Terowongan Lampegan Tertua di Indonesia

Terowongan Lampegan Tertua di Indonesia

Terowongan Lampegan dibangun pada tahun 1879-1882. Merupakan yang pertama dan tertua di Indonesia, bahkan mungkin Asia Tenggara. Sempat ambruk di tahun 2001, sekarang telah dipugar dan aktif lagi dilewati kereta api.

Terowongan legendaris ini merupakan bagian dari sejarah pembangunan jalur kereta api yang menghubungkan Jakarta dan Bandung. Ide untuk menghubungkan kedua kota penting itu sejatinya telah ada sejak tahun 1878. Seiring telah terhubung antara Batavia dan Buitenzorg (Bogor) 31 Januari 1873. Itu artinya 2% dari tanah priangan telah terhubung jaringan kereta api.

Jalur kereta api Batavia-Buitenzorg dibangun dan dioperasikan oleh perusahaan swasta NIS (Nederlandsch Indische Stroomtram Maatschappij). Setelah tuntas ada ide untuk melanjutkan proyek hingga Bandung dengan tujuan membuka keterisolasian Priangan.

Sedikit info, Bandung ketika itu masih merupakan desa kecil di pedalaman Priangan. Namun punya potensi hasil bumi seperti teh dan kina. Meski telah tersambung Jalan Raya Pos Daendles, itu dirasa masih belum cukup. Terutama untuk percepatan pengiriman hasil bumi yang akan diekspor.

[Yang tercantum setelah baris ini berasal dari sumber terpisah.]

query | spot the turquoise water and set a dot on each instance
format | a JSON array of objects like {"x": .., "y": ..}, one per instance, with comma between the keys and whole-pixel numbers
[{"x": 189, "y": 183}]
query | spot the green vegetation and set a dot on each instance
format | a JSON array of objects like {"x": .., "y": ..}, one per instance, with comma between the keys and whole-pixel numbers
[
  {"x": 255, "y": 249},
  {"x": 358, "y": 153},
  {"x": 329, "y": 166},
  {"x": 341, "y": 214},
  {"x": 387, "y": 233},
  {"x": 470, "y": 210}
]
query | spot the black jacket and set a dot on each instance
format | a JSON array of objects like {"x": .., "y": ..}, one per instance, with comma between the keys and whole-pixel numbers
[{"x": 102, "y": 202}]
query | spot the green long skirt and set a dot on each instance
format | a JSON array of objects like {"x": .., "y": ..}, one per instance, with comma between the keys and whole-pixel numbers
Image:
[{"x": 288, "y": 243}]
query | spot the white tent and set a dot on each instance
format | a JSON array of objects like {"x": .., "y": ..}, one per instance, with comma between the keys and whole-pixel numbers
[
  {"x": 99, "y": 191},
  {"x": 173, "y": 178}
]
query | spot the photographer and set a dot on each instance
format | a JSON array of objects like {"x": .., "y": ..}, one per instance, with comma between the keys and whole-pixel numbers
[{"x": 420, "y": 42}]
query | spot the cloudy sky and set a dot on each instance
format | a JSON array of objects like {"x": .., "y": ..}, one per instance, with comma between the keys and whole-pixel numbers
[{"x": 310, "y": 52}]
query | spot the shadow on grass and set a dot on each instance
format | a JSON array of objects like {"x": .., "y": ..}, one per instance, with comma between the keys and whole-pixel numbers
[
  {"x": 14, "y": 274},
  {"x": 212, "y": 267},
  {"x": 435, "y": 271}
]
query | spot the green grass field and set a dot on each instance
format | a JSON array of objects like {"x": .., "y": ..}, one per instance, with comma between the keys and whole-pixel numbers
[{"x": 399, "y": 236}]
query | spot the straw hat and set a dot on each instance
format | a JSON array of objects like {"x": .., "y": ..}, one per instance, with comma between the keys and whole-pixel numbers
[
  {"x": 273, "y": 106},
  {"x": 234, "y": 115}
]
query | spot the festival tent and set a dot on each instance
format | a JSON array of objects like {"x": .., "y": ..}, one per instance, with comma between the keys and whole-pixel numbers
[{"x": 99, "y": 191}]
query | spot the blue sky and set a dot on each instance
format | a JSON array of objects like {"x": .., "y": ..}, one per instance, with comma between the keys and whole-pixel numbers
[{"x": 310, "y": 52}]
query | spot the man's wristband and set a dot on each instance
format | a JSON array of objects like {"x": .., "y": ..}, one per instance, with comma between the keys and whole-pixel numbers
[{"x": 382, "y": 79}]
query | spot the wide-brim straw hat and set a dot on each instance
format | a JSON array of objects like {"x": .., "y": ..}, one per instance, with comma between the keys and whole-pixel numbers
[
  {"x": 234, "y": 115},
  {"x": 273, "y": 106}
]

Setelah melalui diskusi panjang, diputuskan bahwa pemerintah Hindia Belanda melalui Staatspoorwegen (SS) melanjutkan pembangunan jalur kereta api dari Buitenzorg ke Bandung. Proyek tersebut dimulai pada 5 Oktober 1881 dan pada tanggal 17 Mei 1884 telah mencapai Bandung. Kemudian lanjut ke Cicalengka hingga seluruhnya telah tersambung dan beroperasi pada 10 September 1884.

Pembangunan jalur tersebut jelas bukan perkara gampang. Apalagi medan yang dilewatinya merupakan kontur pegunungan. Bahkan terdapat lintasan ekstrem di segmen Cianjur – Bandung yakni lintas Cipatat – Tagog Apu dengan gradien 40 per mil. Juga dua bentang jembatan tinggi yakni Jembatan Cisokan dan Jembatan Rajamandala. Selain dua jembatan tadi, ada satu terowongan di segmen Sukabumi-Cianjur.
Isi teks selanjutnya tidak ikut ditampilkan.